Mathematical Biology Seminar

Mark Yandell
Department of Human Genetics, Eccles Institute of Human Genetics
University of Utah

"Using Annotated Genomes as resources for explorations of gene structure, function and evolution"

We have developed an open-source software library designed to facilitate the use of genome annotations as substrates for computation and experimentation. We call the library 'CGL' an acronym for Comparative Genomics Library, and pronounce it 'Seagull'. CGL provides an informatics infrastructure for a lab, department or research institute engaged in the large-scale analysis of genomes and their annotations. To date we have employed CGL in two major projects-one largely experimental in nature, and the other computational.
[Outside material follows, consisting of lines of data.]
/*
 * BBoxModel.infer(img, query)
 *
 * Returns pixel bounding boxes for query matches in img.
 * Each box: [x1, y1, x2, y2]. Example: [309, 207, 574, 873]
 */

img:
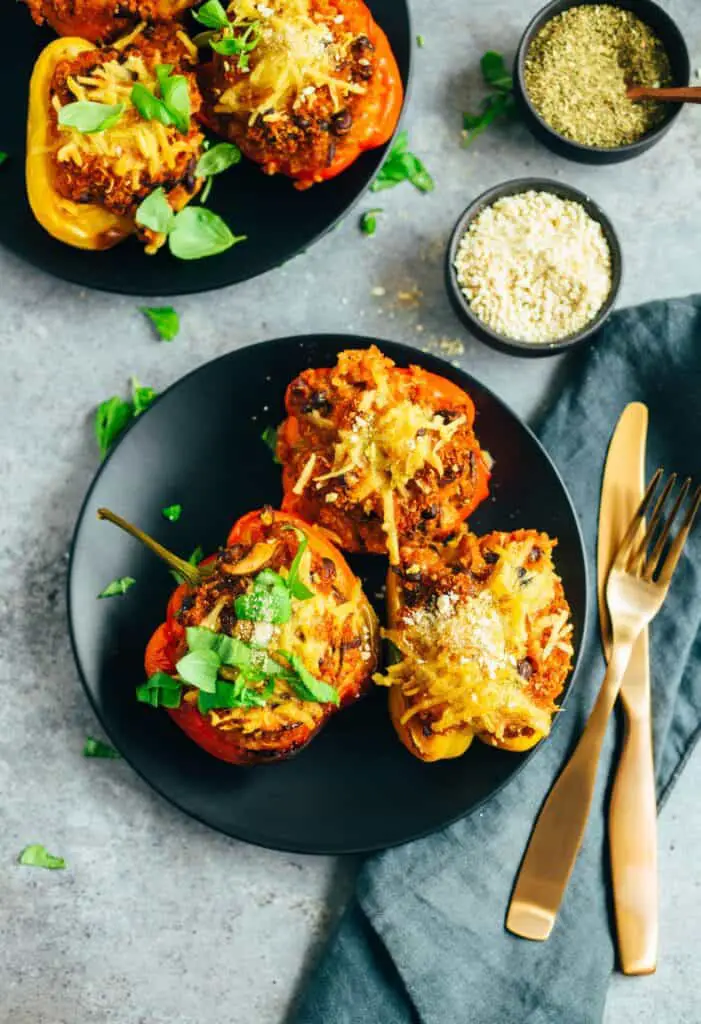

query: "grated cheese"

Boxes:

The goal of the experimental project has been to obtain an accurate estimate of the true number of protein-coding genes in D. melanogaster. Estimates of gene number have been one of the most hotly debated aspects of annotation in every genome sequenced to date. D. melanogaster is no exception. In order to resolve this issue we've collected over 12,000 additional gene-predictions from a variety of sources and used CGL to coordinate a large, PCR-based, prediction validation project. Our results demonstrate the utility of CGL as tool for genome management, and speak to the completeness and accuracy of a key genome's annotations.

The second project is comparative in its focus. We have used CGL to carry out a very large-scale study of the evolution of gene-structure using eleven different animal genomes and their associated annotations; perhaps the largest comparative genomics analysis to date. CGL makes it possible to compare annotations to one another in new ways, and thus opens new perspectives on genes and their evolution. Our results provide a glimpse of how gene structures have evolved and diversified over the last 500 million or so years of animal evolution.